As the sale took place on 14th June, and these figures given above run from 30th June, one wonders what they found to spend almost 52 hours dealing with in connection to the sale?
Trading : Accounting
In the six-week period Partners carried out 0 hours of work under this heading. Managers contributed 21 hours. Seniors worked 54 hours, Assistants 25 hours and Support staff 59 hours. So D&P contributed 159 hours to this heading over six weeks. The average hourly rate charged for this work over the whole period since February 14th amounts to £246.28 per hour.
The total cost of this activity over the six weeks was £35,000.
By comparison with the matters above, this one seems almost economical! However, it is nearly £6,000 per week spent on doing the books for a business which is no longer trading, and whose only asset is the purchase price paid for the assets!
Working like Trojans
The figures disclose also that in the period from the start of administration up to 10th August, a period of 25 ½ weeks, the Partners spent 2,865.50 hours attending to work chargeable to the administration.
That averages out at a total of 112 hours per week of Partners’ time, each and every week.
It also ignores the time spent on matters which D&P cannot charge the creditors for. That includes the application to the court in March to “fix” their appointment as they had failed to carry out all relevant notifications properly in February. It also does not include any time spent by the partners dealing with Lord Hodge’s requirement that a report into conflict of interest allegations be prepared. It is arguable if time spent by D&P taking advice about suing the BBC, as was promised following the last Inside Story documentary regarding Rangers, would be a charge in the administration. In any event, the court action does not appear to have arisen.
How many D&P partners were involved? There must have been more than Mr Clark and Mr Whitehouse, one assumes.
I wonder if their definition of chargeable time matches an accountant of my acquaintance some years ago. The accountant was based in the south of England, but had a client living in Scotland. The accountant and the client got on well together personally and, after a meeting in Scotland, the accountant took the client out for dinner. I have no doubt that the discussion was entirely about the client’s case.
When the client received the bill from the accountant, they were astonished to see that the firm had charged for every minute of the accountant’s time from the minute of leaving the English office until returning there the following day, including the cost of the dinner as a disbursement! As the accountant was engaged on nothing other than the client’s business at all times, one assumes that the charge of 24 hours at £600 per hour was entirely justified and appropriate. It is fair to say that the client took a contrary and rather jaundiced view of the accountant’s “generosity” with time!

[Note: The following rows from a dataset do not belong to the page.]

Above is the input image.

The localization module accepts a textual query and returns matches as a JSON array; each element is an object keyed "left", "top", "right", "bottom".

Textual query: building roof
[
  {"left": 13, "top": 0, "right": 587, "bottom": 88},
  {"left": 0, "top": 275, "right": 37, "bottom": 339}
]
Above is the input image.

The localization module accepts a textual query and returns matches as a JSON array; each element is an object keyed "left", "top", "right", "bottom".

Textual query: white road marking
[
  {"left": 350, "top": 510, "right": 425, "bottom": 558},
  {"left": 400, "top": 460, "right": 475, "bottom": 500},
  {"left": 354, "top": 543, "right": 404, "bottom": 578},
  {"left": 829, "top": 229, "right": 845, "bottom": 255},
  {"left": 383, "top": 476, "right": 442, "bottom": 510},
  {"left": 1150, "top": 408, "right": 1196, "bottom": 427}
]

I am not suggesting that Messrs Clark and Whitehouse necessarily charged the administration for travelling up and down from Glasgow, although travelling time would be a legitimate charge, one imagines. I am sure all charges are legitimate.
The administrators attended various football matches. As they were responsible for running the business, then this would have been work, rather than play, and, as they sat in the Directors’ Box, the meter was spinning wildly and the bill increasing.
It shows how huge the fees are when the reaction on seeing that the weekly charge is now “only” £60,275, the immediate reaction is how much of a reduction there has been!
A commenter said on here last week that the concern might not be that this administration was out of the ordinary in terms of the amount of the assets eaten up by the administrators, but that in fact it was the norm, and it was only the public scrutiny which brought this into the light.
Anyone who deals with Insolvency Practitioners knows how high the charges can go, as a result of the onerous and vital job they have to do. It does seem somehow to indicate that three should be a better system though, when so much of the money nominally for creditors goes to the administrator or liquidator.
That, however, is an issue for another post!